Born and reared in St. Augustine, Palmer resided in Wisconsin for several years prior to returning to his native state 11 years ago. He is exuberant about the Space Coast’s role in space research and is especially proud of students’ hard work at Florida Tech.
“It’s been spectacular to move back to Florida,” he says. “The end of the shuttle program was a real blow and seeing how we’ve rebounded — we’ve come back with a vengeance.”
SIMULATING MARS DIRT
Dan Britt, a senior planetary science professor at the University of Central Florida, agrees. He was the manager for the camera on the Mars Pathfinder in the early 1990s and has been active in NASA projects since then, having in more recent years focused on the physical and mineral properties of asteroids, the moon and Mars. NASA has awarded the veteran researcher six achievement awards for his work.
“The Kennedy Space Center is crucial in launching these projects,” Britt says in a phone interview with Space Coast Living, noting that the state’s universities are also key. The University of Central Florida has several active NASA-funded projects in space exploration.
“This is also one of the things that makes Florida special, the interest in space and the support for it,” Britt says. “That’s really one of the ways that Florida keeps itself in the space industry to have a university and the skills to attract future space industries and to have a skilled work force. You’ve got to have the right mix of skills.”
At UCF, he directs the not-for-profit Exolith Lab, which was awarded a $7.5 million NASA grant in 2019 for its success producing simulated moon, asteroid and Martian rocks and dust. The simulated regolith comes from soils around the globe and is prepared by graduate students in a 6,000-square-foot lab in Oviedo, near the university campus. It is generally regarded as the gold standard for its precision in mineral replication of planetary regolith. In 2021, Britt’s team shipped the product, named Mars Global, to more than 40 countries. Palmer’s Martian garden at Florida Tech has used the simulant made in Britt’s lab for nearly three years.
“All of this is related to testing as realistically as possible,” Britt says of the simulant program. “If you’re working on resource extraction, you’ve got to replicate those conditions as accurately as possible. Our solar system is basically our future as a species, and exploration of that tells us a lot about the possibilities of what we can do in our future in terms of resources.”
Basic resources may be used at Mars or back on Earth, he explains. “There are more resources out in space, so what are those and how can they be used?”
To Britt, Palmer and Addante, human exploration of the red planet is inevitable. For decades, robotic rovers, including the Integrity helicopter that completed 50 flights in April, have transmitted massive data collections about the planet. They blazed the trail to scout it out ahead of that first human step onto Martian terrain.

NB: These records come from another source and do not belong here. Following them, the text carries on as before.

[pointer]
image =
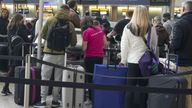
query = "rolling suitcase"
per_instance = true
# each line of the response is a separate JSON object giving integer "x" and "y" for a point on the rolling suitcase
{"x": 167, "y": 100}
{"x": 34, "y": 95}
{"x": 19, "y": 88}
{"x": 4, "y": 50}
{"x": 71, "y": 97}
{"x": 106, "y": 98}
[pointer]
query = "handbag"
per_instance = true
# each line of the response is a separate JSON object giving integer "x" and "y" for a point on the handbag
{"x": 149, "y": 63}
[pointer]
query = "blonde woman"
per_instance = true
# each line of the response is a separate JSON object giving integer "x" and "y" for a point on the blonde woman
{"x": 132, "y": 48}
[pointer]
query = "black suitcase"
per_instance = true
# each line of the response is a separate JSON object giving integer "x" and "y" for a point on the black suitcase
{"x": 167, "y": 100}
{"x": 4, "y": 51}
{"x": 34, "y": 95}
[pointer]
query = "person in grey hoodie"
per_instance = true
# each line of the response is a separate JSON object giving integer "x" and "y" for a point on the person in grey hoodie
{"x": 54, "y": 56}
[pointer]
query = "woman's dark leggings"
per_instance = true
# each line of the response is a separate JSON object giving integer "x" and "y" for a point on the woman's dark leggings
{"x": 135, "y": 100}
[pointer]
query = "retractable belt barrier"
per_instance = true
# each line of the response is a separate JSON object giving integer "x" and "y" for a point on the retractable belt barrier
{"x": 94, "y": 86}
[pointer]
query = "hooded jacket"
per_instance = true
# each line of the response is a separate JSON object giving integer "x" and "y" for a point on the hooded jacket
{"x": 61, "y": 15}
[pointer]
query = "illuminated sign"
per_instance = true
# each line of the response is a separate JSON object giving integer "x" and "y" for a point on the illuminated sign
{"x": 20, "y": 1}
{"x": 160, "y": 2}
{"x": 88, "y": 1}
{"x": 128, "y": 2}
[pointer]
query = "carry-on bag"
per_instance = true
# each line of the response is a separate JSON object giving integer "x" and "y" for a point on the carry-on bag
{"x": 34, "y": 95}
{"x": 71, "y": 97}
{"x": 4, "y": 50}
{"x": 107, "y": 98}
{"x": 19, "y": 88}
{"x": 156, "y": 100}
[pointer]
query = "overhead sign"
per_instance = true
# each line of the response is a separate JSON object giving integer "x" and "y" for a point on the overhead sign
{"x": 126, "y": 2}
{"x": 20, "y": 1}
{"x": 87, "y": 1}
{"x": 160, "y": 2}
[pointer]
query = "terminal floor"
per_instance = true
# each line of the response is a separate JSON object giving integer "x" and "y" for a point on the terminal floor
{"x": 8, "y": 101}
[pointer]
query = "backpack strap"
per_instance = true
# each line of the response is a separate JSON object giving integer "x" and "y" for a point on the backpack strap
{"x": 147, "y": 42}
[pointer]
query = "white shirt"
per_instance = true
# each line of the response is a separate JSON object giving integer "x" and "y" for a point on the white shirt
{"x": 133, "y": 47}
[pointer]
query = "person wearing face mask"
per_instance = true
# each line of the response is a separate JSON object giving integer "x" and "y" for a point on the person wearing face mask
{"x": 15, "y": 27}
{"x": 4, "y": 20}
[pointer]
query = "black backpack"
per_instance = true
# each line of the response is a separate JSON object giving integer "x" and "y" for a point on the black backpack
{"x": 16, "y": 45}
{"x": 58, "y": 36}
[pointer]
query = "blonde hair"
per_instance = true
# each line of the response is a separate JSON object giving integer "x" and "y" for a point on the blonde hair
{"x": 156, "y": 20}
{"x": 140, "y": 20}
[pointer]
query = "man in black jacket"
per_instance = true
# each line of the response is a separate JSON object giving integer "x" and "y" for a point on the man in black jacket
{"x": 182, "y": 36}
{"x": 4, "y": 21}
{"x": 182, "y": 44}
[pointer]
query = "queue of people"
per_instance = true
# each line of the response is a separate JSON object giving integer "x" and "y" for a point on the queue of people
{"x": 130, "y": 32}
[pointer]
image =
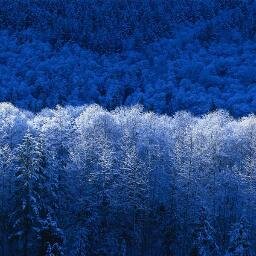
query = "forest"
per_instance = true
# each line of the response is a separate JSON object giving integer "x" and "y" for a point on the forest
{"x": 167, "y": 55}
{"x": 127, "y": 128}
{"x": 86, "y": 181}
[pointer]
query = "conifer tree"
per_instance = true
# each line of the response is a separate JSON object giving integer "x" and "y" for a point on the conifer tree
{"x": 25, "y": 217}
{"x": 204, "y": 243}
{"x": 239, "y": 243}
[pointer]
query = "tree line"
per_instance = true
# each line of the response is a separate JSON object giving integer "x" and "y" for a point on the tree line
{"x": 86, "y": 181}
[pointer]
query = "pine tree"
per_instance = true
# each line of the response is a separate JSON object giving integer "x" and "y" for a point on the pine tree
{"x": 204, "y": 243}
{"x": 50, "y": 238}
{"x": 239, "y": 244}
{"x": 25, "y": 217}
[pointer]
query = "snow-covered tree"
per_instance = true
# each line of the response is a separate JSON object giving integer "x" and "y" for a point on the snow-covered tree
{"x": 25, "y": 216}
{"x": 239, "y": 242}
{"x": 204, "y": 238}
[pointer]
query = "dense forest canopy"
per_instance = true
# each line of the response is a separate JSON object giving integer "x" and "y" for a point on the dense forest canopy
{"x": 126, "y": 182}
{"x": 127, "y": 127}
{"x": 166, "y": 55}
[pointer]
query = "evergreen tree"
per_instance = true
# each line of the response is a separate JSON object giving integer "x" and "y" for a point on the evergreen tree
{"x": 239, "y": 243}
{"x": 204, "y": 243}
{"x": 50, "y": 238}
{"x": 25, "y": 217}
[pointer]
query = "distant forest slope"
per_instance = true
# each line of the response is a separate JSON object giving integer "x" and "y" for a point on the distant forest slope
{"x": 166, "y": 55}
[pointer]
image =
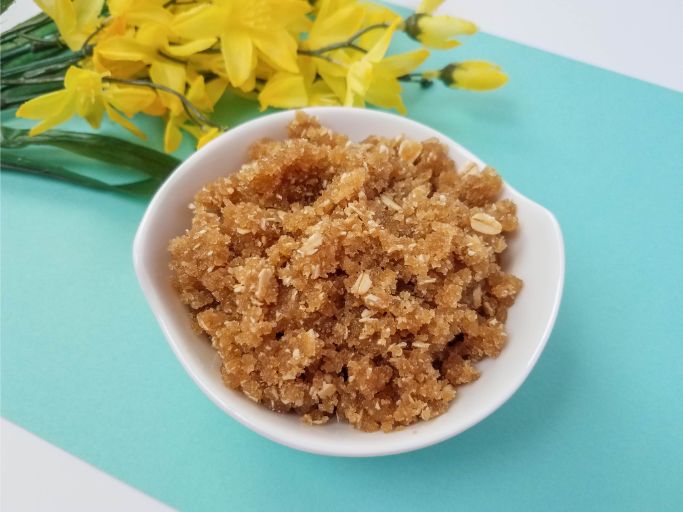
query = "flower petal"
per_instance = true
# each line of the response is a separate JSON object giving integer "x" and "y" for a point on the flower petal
{"x": 237, "y": 50}
{"x": 477, "y": 75}
{"x": 54, "y": 108}
{"x": 125, "y": 48}
{"x": 357, "y": 81}
{"x": 87, "y": 12}
{"x": 130, "y": 100}
{"x": 199, "y": 22}
{"x": 172, "y": 135}
{"x": 277, "y": 48}
{"x": 47, "y": 105}
{"x": 338, "y": 26}
{"x": 190, "y": 48}
{"x": 428, "y": 6}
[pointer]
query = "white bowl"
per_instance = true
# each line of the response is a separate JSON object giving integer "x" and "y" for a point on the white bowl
{"x": 535, "y": 254}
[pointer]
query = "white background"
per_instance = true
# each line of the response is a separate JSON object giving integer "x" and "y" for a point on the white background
{"x": 638, "y": 38}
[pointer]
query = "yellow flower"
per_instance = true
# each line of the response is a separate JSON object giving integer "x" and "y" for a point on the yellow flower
{"x": 139, "y": 12}
{"x": 284, "y": 90}
{"x": 476, "y": 75}
{"x": 148, "y": 45}
{"x": 375, "y": 80}
{"x": 436, "y": 31}
{"x": 249, "y": 30}
{"x": 76, "y": 19}
{"x": 172, "y": 134}
{"x": 85, "y": 94}
{"x": 289, "y": 90}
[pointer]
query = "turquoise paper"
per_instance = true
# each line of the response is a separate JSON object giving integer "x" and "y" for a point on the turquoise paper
{"x": 597, "y": 426}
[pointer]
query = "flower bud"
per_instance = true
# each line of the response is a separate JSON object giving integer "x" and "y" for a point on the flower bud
{"x": 476, "y": 75}
{"x": 436, "y": 31}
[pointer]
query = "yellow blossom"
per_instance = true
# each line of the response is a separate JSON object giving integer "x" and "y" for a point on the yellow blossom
{"x": 436, "y": 31}
{"x": 148, "y": 45}
{"x": 248, "y": 30}
{"x": 172, "y": 134}
{"x": 84, "y": 94}
{"x": 139, "y": 12}
{"x": 75, "y": 20}
{"x": 476, "y": 75}
{"x": 375, "y": 80}
{"x": 284, "y": 90}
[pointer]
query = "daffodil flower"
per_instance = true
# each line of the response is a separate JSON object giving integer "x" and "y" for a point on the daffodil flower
{"x": 139, "y": 12}
{"x": 436, "y": 31}
{"x": 375, "y": 80}
{"x": 475, "y": 75}
{"x": 85, "y": 94}
{"x": 289, "y": 90}
{"x": 149, "y": 45}
{"x": 76, "y": 20}
{"x": 248, "y": 30}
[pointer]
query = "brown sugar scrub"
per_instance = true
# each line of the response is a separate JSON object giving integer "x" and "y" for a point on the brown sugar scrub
{"x": 356, "y": 280}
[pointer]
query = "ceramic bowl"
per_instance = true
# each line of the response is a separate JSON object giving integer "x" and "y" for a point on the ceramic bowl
{"x": 535, "y": 254}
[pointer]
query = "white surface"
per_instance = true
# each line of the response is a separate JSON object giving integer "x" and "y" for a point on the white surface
{"x": 535, "y": 254}
{"x": 35, "y": 476}
{"x": 638, "y": 38}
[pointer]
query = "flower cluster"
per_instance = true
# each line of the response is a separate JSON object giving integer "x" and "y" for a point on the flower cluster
{"x": 176, "y": 58}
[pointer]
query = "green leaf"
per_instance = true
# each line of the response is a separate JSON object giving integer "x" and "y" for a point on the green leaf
{"x": 4, "y": 4}
{"x": 13, "y": 96}
{"x": 18, "y": 163}
{"x": 104, "y": 148}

“Mars holds a fascination for people,” Britt says. “It’s one place that we can go, perhaps. It’s not easy, but it can be done.”
Any perils in that long journey will be met with a crew that acknowledges risks and fear of uncharted space. Astronauts, like all humans, have the same inexplicable wonder of space exploration and worries, Addante says. But they also are resolved to completing their mission.
“The official NASA mission to Mars is defined as a two-way trip, so they’re coming home,” Addante says. “That resolve is part of the psychological profile for whoever goes to Mars. That kind of person is motivated to do a job excellently by exploring, pushing boundaries and getting home: That’s their job.”